Пару раз даже задавала вопросы.
А это, в виде змеи… это…
Юноша быстро ответил, Плюша потупила глаза.
Осторожно прошла к другой полке.
– Здесь больше для мужчин.
Да-да. Конечно. А это… яблоко…
– А вы нажмите вот сюда. Нажмите, не бойтесь…
А это… откуда?
В углу стояли две деревянные женщины. У одной было лицо Плюши, у другой – Катажины.
– Это украшение, не продается. Но в принципе…
Плюша быстро попрощалась и вышла.
На остановке вспомнила, что забыла зонт, но возвращаться не решилась.
Пару дней обдумывала увиденное.
– Ё, ну да, – шумела Натали. – Еще как открылся, с девчонками туда зарулили, поприкалываться. Одной нашей, ты ее не знаешь, там чуть плохо не стало, так на «ха-ха» пробило… Нет, конечно, что-то себе купили. По мелочовке. А одна так вообще… Ну, ты ее не знаешь…
Плюша не знала подруг Натали. Почти как с друзьями Евграфа. Знала, что эти подруги где-то есть. Бывали звонки, когда она сидела у Натали, а сама Натали плескалась в ванной или шумела на кухне.
– Возьми, лапа! – кричала Натали, и Плюша осторожно брала трубку.

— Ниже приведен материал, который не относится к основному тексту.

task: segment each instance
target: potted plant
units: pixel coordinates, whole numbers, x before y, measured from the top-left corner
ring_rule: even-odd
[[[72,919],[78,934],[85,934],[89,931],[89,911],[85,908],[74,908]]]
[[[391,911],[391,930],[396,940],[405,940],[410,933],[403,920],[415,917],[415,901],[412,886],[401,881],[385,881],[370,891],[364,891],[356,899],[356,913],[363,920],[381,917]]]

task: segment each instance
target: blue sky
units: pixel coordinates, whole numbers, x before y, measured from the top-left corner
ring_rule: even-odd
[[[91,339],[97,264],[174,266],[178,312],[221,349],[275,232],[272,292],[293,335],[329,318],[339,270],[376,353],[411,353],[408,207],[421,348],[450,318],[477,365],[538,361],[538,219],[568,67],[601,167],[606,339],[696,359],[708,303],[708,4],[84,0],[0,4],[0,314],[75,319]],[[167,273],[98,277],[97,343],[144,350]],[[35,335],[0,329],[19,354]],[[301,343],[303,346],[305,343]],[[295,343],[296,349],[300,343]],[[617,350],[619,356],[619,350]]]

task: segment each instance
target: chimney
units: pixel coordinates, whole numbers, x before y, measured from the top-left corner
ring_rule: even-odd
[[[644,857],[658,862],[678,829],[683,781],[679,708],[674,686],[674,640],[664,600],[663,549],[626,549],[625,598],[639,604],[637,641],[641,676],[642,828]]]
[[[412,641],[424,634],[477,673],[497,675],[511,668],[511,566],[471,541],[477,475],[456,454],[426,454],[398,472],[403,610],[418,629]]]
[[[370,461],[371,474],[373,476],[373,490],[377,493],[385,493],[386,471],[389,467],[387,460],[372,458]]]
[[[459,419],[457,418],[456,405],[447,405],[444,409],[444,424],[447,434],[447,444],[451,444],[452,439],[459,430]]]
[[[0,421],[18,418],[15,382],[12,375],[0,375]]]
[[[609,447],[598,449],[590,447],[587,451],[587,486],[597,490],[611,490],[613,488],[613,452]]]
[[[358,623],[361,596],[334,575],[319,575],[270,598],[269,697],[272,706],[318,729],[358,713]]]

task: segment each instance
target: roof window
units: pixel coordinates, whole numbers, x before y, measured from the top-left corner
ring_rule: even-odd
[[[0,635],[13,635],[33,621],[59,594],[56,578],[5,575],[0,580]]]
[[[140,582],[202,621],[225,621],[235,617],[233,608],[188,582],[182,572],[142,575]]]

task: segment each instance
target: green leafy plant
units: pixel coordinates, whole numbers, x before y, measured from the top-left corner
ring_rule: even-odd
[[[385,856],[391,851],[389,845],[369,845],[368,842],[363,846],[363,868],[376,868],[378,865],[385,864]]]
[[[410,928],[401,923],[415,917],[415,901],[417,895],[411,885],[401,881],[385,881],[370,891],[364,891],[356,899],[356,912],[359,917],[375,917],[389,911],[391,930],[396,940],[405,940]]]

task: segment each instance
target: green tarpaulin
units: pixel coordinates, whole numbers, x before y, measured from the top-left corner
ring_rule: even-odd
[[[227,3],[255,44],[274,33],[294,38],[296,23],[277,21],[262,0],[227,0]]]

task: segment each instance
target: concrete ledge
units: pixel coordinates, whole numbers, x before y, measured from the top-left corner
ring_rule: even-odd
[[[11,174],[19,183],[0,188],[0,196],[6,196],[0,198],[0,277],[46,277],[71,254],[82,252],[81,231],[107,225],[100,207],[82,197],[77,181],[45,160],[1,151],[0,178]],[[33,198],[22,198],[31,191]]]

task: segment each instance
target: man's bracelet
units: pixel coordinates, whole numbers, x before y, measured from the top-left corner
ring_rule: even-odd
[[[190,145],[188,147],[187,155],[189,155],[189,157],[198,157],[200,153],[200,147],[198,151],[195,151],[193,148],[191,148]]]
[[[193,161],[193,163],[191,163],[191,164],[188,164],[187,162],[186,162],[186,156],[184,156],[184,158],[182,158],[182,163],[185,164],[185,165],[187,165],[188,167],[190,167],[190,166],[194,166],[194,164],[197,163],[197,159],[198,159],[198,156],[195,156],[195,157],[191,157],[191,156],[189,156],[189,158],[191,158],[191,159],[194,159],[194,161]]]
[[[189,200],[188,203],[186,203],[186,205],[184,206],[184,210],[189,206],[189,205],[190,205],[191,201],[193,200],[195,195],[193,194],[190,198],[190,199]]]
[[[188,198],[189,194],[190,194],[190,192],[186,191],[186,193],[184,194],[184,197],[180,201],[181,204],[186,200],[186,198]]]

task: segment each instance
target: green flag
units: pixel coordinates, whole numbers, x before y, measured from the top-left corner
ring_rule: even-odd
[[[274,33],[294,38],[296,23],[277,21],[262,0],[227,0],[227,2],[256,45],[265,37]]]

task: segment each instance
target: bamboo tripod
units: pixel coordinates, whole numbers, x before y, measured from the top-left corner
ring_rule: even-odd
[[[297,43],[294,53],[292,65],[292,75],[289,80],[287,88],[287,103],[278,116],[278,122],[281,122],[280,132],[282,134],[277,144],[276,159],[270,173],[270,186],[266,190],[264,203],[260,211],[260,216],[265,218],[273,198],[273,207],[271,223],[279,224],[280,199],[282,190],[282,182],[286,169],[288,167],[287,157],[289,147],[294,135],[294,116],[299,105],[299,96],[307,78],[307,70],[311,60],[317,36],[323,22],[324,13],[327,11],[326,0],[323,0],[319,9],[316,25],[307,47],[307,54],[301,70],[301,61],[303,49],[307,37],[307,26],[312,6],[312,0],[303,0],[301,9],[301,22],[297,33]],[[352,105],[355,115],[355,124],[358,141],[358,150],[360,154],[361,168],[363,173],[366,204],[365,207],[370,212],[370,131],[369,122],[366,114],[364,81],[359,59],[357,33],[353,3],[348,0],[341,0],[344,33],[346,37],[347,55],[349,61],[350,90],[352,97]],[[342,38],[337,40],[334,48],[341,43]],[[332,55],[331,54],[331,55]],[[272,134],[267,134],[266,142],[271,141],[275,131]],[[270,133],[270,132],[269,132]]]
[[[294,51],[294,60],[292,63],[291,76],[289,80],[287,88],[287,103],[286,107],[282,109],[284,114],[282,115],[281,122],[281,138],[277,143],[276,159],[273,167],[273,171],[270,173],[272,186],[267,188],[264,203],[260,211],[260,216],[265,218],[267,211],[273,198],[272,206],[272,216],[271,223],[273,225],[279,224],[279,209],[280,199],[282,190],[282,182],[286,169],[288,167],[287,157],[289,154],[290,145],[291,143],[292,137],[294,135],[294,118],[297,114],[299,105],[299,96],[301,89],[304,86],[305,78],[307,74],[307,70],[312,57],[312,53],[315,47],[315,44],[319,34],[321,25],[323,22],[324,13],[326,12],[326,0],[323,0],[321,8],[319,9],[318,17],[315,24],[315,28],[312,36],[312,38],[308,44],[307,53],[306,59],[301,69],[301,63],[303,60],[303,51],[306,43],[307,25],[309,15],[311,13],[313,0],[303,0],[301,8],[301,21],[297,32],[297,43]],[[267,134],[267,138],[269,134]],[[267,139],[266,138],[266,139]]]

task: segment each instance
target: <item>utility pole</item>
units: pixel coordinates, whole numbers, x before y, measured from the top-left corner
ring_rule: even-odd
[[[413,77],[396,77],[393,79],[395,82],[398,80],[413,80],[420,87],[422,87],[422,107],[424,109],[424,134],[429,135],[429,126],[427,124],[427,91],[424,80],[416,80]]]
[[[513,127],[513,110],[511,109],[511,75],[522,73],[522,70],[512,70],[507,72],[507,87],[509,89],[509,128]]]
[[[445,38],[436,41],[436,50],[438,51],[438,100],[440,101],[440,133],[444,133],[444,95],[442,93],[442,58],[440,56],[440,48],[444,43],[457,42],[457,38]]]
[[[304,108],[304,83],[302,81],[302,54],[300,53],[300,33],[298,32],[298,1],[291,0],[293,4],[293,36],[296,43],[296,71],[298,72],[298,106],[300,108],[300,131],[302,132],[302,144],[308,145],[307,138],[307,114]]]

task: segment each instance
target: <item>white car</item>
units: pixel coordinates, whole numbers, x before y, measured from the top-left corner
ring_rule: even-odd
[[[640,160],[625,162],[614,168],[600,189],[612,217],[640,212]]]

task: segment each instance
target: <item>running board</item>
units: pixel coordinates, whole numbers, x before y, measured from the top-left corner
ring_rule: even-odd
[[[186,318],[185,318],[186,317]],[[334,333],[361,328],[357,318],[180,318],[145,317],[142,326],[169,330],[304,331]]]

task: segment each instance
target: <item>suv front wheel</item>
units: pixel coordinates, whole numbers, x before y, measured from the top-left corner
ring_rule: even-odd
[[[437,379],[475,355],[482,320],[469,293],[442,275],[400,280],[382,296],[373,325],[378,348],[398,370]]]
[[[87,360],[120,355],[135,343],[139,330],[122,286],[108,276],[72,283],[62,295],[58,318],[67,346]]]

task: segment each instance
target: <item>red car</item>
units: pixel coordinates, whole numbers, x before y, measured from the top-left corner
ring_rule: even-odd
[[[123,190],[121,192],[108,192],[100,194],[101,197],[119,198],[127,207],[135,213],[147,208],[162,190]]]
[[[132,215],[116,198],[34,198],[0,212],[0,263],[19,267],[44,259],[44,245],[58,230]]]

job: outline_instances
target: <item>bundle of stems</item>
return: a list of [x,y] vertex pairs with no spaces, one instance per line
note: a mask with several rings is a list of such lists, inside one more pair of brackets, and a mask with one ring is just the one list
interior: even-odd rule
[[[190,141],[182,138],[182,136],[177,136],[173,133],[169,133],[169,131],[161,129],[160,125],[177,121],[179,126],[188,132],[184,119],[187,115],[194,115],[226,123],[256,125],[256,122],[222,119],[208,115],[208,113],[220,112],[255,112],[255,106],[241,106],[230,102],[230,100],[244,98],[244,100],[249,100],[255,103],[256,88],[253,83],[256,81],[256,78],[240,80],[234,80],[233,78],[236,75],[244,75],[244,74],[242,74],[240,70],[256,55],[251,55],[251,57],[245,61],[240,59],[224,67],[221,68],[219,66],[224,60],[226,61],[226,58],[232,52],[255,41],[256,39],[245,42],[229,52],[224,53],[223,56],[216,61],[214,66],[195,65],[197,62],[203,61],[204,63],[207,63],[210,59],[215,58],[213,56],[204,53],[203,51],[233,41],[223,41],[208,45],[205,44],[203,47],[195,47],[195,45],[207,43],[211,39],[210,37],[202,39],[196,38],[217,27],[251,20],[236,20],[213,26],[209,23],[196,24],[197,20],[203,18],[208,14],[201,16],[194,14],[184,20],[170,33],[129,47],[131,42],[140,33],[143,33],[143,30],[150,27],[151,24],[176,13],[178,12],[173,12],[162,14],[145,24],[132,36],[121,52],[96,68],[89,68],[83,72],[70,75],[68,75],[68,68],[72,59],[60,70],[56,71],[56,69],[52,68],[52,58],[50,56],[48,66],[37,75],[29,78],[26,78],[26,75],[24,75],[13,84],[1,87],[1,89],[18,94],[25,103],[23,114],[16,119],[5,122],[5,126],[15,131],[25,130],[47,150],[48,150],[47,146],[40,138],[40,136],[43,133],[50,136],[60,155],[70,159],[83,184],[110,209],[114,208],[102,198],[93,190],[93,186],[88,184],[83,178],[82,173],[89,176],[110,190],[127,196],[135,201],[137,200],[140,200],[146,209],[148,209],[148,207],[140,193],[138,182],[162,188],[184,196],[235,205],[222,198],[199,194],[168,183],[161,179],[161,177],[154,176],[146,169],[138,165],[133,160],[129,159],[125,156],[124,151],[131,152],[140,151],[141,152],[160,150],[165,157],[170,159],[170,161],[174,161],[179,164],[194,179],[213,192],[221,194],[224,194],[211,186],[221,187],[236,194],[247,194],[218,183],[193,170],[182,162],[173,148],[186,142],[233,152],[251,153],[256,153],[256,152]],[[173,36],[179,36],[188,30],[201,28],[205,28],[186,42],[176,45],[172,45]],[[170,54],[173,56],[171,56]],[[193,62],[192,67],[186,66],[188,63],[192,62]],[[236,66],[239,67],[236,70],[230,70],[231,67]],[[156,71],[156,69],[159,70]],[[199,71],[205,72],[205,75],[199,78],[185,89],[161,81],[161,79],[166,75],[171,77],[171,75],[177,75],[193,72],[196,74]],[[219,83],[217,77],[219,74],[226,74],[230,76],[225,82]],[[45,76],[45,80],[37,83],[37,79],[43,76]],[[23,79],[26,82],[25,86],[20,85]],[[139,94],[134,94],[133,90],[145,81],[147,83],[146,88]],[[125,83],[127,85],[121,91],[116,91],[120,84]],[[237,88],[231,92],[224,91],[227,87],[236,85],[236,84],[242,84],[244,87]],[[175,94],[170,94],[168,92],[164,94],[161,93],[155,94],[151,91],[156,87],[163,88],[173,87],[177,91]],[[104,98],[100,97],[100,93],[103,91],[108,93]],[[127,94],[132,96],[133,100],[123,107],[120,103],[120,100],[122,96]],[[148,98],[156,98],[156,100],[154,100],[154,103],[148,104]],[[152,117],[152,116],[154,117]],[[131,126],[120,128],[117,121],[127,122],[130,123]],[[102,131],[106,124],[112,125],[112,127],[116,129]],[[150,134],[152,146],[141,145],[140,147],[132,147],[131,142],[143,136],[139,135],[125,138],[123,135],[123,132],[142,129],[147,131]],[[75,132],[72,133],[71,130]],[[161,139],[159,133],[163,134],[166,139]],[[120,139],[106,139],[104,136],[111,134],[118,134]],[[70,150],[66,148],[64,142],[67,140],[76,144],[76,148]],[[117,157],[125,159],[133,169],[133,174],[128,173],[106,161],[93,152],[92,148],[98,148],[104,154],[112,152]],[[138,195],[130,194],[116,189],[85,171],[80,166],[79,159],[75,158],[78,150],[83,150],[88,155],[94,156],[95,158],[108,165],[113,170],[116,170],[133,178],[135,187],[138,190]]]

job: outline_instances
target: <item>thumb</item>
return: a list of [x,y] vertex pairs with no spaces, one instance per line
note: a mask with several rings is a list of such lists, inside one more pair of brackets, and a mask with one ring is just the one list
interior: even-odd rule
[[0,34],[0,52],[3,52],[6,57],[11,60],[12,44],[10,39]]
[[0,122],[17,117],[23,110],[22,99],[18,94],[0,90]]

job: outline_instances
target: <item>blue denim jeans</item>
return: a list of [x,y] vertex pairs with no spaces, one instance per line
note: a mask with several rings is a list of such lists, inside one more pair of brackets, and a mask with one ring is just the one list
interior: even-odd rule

Хриплые женские голоса спрашивали Натали. Позванная Натали долго и смачно разговаривала с ними. Смеялась в трубку, точно забыв о существовании Плюши, сжавшейся в обиженный комочек на диване. Потом вспоминала о ней, быстро прощалась:
– Ладно, солнце, потом поговорим… Гости у меня. Нет, ты не знаешь… Покедова!
Плюша ревниво ковыряла диванную обшивку.
Иногда Натали приезжала откуда-то теплая, прокуренная, ленивая. «С девчонками погудели! – Заметив Плюшин взгляд, жмурилась, оголяя передние зубы. – Да тебе они неинтересны. Дуньки они». И легонько щипала Плюшу за бок.
Плюша отходила, размякала. А магазинчик иногда вспоминался, со всеми его предметами и яблоком, на которое она так и не надавила.
Дубы возле Музея репрессий порыжели.
«Да и на небе – тучи… тучи… тучи…». Плюша прохрустела по сухой каше из листьев и раздавленных желудей. Остановилась у ствола, подобрала парочку целых, задумалась. Потерла одним о щеку.
Теплые ладони опустились сзади на глаза.
– Угадывай, – дохнул в ухо сладковатый голос.
Плюша испугалась и задумалась. Ладони были мягкими, пахли тоже сладковато.
Не выдержав, сам снял их и рассмеялся:
– Кр-руковская!
В оранжевом шарфе. Макс, Максик, Максочка!
Нет, конечно, постарел, но не так чтобы. Улыбка та же. Обнимает ее, листок с плеча ее смахивает… Из Питера приехал. Да, это чувствуется.
Посидели в кафе; да, пригласил. Подали капучино с пушистой пеной, травяной чай и пирожное со сложным названием. Максик болтал, втягивал воздух, дергал под столом ногами.
Плюша разорвала пакетик, высыпала. Сахар медленно темнел и проваливался в пенку.
– А помнишь, – гладит ее по руке Максик, – как я забрался в женский туалет, а ты стояла на стреме?
Плюша помнит.
– А помнишь, я собирался перекрасить волосы в фиолетовый цвет и ты меня отговаривала? Мне так не нравился мой природный цвет, я так мучился…
Это Плюша тоже помнит.
– А теперь я крашу волосы, постоянно. Чтоб седину забить… А ты что свои не красишь?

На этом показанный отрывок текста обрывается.